Under the proposal, delinquent taxpayers who wish to avail of the amnesty program would pay only 50 percent of the basic tax, excluding surcharges and the interest charged. However, for those already facing criminal cases in court, the rate is proposed at 80 percent, also of the basic tax only.
Dominguez said the government is also planning to roll out a separate amnesty program for those with unpaid estate taxes. He added that the program will help clear the dockets, as well as enable the transfer of stranded real properties so that they can be made economically useful.
In particular, the finance chief said the proposal is to lower the rate to only six percent of the net undeclared estate for those who died prior to Jan. 1, 2018. Previously, the estate tax rate was at 20 percent.
The proposal to implement a tax amnesty program is part of Package 1B of the government’s Comprehensive Tax Reform Program.
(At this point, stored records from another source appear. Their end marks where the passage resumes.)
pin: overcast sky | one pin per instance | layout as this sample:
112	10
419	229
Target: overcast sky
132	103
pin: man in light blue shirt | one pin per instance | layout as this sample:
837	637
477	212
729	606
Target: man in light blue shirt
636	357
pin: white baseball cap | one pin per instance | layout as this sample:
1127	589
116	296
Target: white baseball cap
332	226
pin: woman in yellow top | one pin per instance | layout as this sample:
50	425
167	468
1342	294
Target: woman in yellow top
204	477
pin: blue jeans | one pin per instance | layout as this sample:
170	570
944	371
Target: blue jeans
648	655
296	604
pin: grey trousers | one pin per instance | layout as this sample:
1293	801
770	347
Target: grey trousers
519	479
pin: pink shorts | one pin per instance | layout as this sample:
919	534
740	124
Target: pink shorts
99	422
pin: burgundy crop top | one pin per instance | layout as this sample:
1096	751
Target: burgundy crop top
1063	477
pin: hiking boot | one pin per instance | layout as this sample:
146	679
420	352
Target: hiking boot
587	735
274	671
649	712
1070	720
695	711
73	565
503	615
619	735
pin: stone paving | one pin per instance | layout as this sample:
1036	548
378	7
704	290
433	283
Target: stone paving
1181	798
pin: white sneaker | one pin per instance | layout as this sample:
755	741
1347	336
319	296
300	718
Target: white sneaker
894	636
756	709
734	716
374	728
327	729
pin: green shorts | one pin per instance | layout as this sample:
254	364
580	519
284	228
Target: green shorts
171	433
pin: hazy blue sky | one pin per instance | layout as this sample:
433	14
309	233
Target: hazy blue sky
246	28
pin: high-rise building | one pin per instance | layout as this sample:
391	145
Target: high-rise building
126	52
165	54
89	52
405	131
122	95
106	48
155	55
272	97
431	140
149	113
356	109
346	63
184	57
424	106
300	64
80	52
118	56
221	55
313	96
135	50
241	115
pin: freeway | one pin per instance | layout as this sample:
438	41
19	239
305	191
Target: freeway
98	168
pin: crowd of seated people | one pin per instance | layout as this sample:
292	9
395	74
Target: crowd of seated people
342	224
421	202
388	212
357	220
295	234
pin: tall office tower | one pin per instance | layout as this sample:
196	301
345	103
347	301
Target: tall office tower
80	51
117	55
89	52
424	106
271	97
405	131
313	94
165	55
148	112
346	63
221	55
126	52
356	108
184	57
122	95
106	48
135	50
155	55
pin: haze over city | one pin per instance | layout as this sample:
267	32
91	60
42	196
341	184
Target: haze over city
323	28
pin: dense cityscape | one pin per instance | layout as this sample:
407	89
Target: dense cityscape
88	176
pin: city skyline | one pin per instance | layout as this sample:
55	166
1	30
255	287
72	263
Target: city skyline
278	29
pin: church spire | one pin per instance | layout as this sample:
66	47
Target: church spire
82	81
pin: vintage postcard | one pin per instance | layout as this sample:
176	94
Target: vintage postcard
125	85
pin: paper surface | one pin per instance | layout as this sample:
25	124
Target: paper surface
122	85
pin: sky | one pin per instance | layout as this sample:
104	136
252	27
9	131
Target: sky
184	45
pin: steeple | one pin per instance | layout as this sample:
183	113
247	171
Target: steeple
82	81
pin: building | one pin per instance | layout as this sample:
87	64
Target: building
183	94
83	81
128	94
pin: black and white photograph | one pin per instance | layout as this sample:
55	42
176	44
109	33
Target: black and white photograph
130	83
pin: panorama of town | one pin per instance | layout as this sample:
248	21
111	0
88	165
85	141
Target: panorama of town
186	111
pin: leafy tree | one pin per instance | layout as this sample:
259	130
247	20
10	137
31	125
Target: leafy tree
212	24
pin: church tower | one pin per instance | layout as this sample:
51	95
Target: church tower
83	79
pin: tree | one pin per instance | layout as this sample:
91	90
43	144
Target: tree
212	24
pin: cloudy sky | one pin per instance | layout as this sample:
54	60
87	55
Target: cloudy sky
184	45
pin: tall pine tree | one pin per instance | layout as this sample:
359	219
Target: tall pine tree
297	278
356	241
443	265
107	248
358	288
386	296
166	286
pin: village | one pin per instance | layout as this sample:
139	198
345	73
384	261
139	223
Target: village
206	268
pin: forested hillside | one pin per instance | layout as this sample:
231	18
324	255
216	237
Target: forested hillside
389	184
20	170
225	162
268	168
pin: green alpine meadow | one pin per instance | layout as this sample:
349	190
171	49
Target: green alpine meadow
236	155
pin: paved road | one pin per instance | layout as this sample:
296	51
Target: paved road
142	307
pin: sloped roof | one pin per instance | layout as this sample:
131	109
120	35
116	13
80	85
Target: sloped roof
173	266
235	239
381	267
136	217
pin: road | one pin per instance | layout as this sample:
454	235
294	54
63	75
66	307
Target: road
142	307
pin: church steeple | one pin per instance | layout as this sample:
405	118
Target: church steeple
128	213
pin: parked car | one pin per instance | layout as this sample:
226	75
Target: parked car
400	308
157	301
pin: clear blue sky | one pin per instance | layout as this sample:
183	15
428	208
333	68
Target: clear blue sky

A bill containing the proposal is currently pending in Congress. Dominguez said earlier the bill is expected to be passed by Congress in the third quarter.
In line with this, Dominguez said the implementation of the amnesty program would be moved to April 2019, in time with the income tax filing season of the Bureau of Internal Revenue (BIR).
Aside from tax amnesty, Package 1B involves adjustments in the motor vehicle users charge and amendments in the Bank Secrecy Law. These provisions were originally proposed under Republic Act 10963 or the TRAIN Law, but the final version of the law did not include these measures.
According to DOF estimates, the government is expected to generate P38.9 billion in additional revenue.
Meanwhile, Dominguez said the DOF is also proposing that the value-added tax (VAT) “be treated as purely a consumption tax.” As such, it will be collected at the point of consumption or sale, and it will be refunded when the consumption is done outside the Philippines. VAT exemptions should not be granted as investment incentives.